Confirmed downstream applications:
- Vision-Language-Action (VLA) models: Scene registers from VGGT-Ω benefit robot manipulation and other VLA tasks requiring spatial understanding.
- Language Alignment: The VGGT-Omega-1B-256-Text-Alignment checkpoint outputs text-aligned embeddings for cross-modal retrieval.
This suggests that 3D reconstruction is not just a geometry task but a powerful and scalable proxy task for spatial understanding.


8. Comparison with VGGT
| Aspect | VGGT | VGGT-Ω |
|---|---|---|
| Cross-frame attention | Global Self-Attention (all tokens) | Register Attention (registers only) |
| Prediction heads | Camera + DPT + Tracking (3 heads) | Single Dense Prediction Head |
| Dynamic scenes | Not supported | Supported |
| Training data | ~17 datasets | ~15× larger + self-supervised |
| GPU memory (100 frames) | ~21 GB (336×518) | 13.37 GB (624×416, higher res, less memory) |
| Sintel camera estimation | Baseline | +77% improvement |
| Scene register reuse | None | Transfers to VLA / language alignment |
| Scaling validation | — | Scaling laws empirically demonstrated |
9. Limitations
- High frame counts at high resolution still require substantial memory (500 frames at 624px = 43.15 GB)
- Self-supervised signal may be noisier than supervised annotations
- Text-aligned model is limited to 256px low resolution
- HuggingFace model access requires manual approval
10. Summary
VGGT-Ω empirically validates that scaling laws apply to 3D reconstruction.
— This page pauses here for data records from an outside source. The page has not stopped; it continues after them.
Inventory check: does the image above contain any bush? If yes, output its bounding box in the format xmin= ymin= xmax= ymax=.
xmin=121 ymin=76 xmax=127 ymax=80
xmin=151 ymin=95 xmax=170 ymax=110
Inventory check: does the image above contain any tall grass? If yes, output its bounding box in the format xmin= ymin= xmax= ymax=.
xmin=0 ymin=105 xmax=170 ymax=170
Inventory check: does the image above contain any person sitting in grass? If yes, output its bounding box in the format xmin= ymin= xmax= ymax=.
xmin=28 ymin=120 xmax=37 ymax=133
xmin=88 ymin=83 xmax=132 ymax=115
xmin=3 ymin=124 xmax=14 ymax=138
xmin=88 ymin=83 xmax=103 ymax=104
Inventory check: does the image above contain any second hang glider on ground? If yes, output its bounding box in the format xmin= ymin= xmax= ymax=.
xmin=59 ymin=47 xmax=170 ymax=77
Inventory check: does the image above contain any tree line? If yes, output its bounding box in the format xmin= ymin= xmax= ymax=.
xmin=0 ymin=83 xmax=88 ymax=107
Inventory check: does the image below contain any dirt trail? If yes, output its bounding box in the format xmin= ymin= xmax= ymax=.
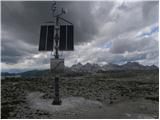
xmin=27 ymin=92 xmax=157 ymax=119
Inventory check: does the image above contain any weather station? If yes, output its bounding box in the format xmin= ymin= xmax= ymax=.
xmin=39 ymin=2 xmax=74 ymax=105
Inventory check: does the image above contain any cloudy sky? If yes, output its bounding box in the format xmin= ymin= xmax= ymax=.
xmin=1 ymin=0 xmax=159 ymax=72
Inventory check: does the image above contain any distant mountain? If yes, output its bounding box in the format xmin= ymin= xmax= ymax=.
xmin=70 ymin=62 xmax=159 ymax=73
xmin=1 ymin=62 xmax=159 ymax=77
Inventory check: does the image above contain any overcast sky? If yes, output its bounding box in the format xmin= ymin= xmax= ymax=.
xmin=1 ymin=0 xmax=159 ymax=71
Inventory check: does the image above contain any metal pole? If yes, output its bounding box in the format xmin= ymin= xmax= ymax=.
xmin=52 ymin=17 xmax=62 ymax=105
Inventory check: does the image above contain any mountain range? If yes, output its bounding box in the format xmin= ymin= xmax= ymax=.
xmin=1 ymin=62 xmax=159 ymax=76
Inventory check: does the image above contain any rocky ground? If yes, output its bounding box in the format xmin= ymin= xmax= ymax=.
xmin=1 ymin=70 xmax=159 ymax=119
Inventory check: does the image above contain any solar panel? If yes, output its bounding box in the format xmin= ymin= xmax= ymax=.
xmin=67 ymin=25 xmax=74 ymax=50
xmin=39 ymin=25 xmax=54 ymax=51
xmin=39 ymin=26 xmax=47 ymax=51
xmin=59 ymin=25 xmax=74 ymax=51
xmin=46 ymin=25 xmax=54 ymax=51
xmin=59 ymin=25 xmax=67 ymax=50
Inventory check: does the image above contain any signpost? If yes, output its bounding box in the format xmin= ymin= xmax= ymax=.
xmin=39 ymin=2 xmax=74 ymax=105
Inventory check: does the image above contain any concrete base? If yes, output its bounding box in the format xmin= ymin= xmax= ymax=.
xmin=27 ymin=92 xmax=102 ymax=113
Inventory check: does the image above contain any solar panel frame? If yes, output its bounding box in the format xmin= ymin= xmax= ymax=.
xmin=59 ymin=25 xmax=67 ymax=51
xmin=67 ymin=25 xmax=74 ymax=51
xmin=39 ymin=25 xmax=54 ymax=51
xmin=46 ymin=25 xmax=54 ymax=51
xmin=39 ymin=25 xmax=47 ymax=51
xmin=59 ymin=25 xmax=74 ymax=51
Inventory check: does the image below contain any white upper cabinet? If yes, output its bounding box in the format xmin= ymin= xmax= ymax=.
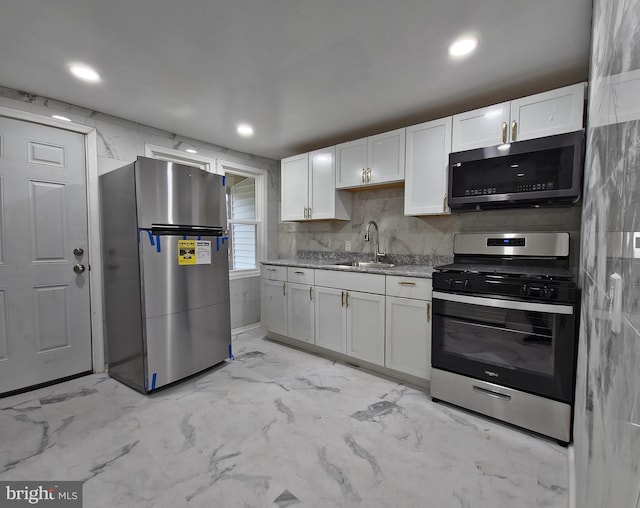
xmin=404 ymin=117 xmax=451 ymax=215
xmin=280 ymin=147 xmax=351 ymax=221
xmin=452 ymin=83 xmax=585 ymax=152
xmin=452 ymin=102 xmax=510 ymax=152
xmin=336 ymin=128 xmax=405 ymax=189
xmin=510 ymin=83 xmax=585 ymax=141
xmin=280 ymin=153 xmax=309 ymax=221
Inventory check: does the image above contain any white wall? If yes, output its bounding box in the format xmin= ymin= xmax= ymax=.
xmin=0 ymin=87 xmax=280 ymax=366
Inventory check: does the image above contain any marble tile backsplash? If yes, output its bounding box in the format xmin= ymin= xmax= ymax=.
xmin=278 ymin=187 xmax=581 ymax=267
xmin=295 ymin=250 xmax=453 ymax=266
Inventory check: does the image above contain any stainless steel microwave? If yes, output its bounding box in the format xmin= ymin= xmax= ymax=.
xmin=449 ymin=130 xmax=584 ymax=210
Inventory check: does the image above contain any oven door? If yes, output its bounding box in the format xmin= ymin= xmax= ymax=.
xmin=431 ymin=291 xmax=575 ymax=402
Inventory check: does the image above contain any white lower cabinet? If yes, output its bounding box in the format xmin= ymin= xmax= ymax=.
xmin=385 ymin=276 xmax=432 ymax=379
xmin=315 ymin=287 xmax=347 ymax=354
xmin=346 ymin=291 xmax=385 ymax=366
xmin=260 ymin=279 xmax=287 ymax=335
xmin=286 ymin=282 xmax=315 ymax=344
xmin=262 ymin=266 xmax=431 ymax=380
xmin=385 ymin=296 xmax=431 ymax=379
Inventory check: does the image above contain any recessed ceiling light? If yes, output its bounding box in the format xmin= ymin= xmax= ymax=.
xmin=449 ymin=36 xmax=478 ymax=58
xmin=238 ymin=123 xmax=253 ymax=138
xmin=69 ymin=64 xmax=102 ymax=83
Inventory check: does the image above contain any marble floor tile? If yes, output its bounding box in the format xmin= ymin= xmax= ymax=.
xmin=0 ymin=332 xmax=567 ymax=508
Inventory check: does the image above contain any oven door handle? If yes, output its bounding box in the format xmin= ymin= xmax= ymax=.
xmin=432 ymin=291 xmax=573 ymax=316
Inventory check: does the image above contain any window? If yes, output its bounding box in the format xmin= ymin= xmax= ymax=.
xmin=217 ymin=161 xmax=267 ymax=279
xmin=225 ymin=172 xmax=258 ymax=271
xmin=145 ymin=144 xmax=267 ymax=279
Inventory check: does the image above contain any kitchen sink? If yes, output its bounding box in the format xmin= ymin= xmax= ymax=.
xmin=334 ymin=261 xmax=396 ymax=268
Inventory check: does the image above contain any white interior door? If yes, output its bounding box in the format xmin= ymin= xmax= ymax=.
xmin=0 ymin=118 xmax=91 ymax=393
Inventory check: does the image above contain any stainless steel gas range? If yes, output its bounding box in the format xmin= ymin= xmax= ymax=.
xmin=431 ymin=233 xmax=579 ymax=443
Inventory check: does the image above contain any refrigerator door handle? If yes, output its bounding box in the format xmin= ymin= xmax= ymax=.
xmin=151 ymin=224 xmax=225 ymax=236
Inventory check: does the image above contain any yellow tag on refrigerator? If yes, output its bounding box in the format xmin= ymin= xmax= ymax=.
xmin=178 ymin=240 xmax=196 ymax=265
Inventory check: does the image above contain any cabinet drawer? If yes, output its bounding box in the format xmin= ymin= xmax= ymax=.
xmin=260 ymin=265 xmax=287 ymax=281
xmin=387 ymin=275 xmax=432 ymax=300
xmin=287 ymin=266 xmax=315 ymax=286
xmin=316 ymin=270 xmax=384 ymax=294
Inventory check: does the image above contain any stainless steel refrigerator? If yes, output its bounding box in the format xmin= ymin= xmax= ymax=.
xmin=100 ymin=157 xmax=231 ymax=393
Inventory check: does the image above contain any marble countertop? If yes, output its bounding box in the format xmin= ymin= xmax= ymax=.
xmin=262 ymin=259 xmax=433 ymax=279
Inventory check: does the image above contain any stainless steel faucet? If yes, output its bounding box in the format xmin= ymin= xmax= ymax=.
xmin=364 ymin=220 xmax=386 ymax=263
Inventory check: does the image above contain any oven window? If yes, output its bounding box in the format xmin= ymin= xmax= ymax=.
xmin=438 ymin=301 xmax=558 ymax=377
The core message:
“Register Attention + single head + massive data = predictable scaling”
If VGGT proved the foundation model paradigm could work for 3D vision, VGGT-Ω confirms that it scales according to the same laws observed in NLP and 2D vision. Reduce architectural complexity (Register Attention, single head), increase data (15× supervised + self-supervised), and performance improves predictably — while the learned representations transfer to other spatial understanding tasks.
Scaling laws for 3D reconstruction are no longer a hypothesis.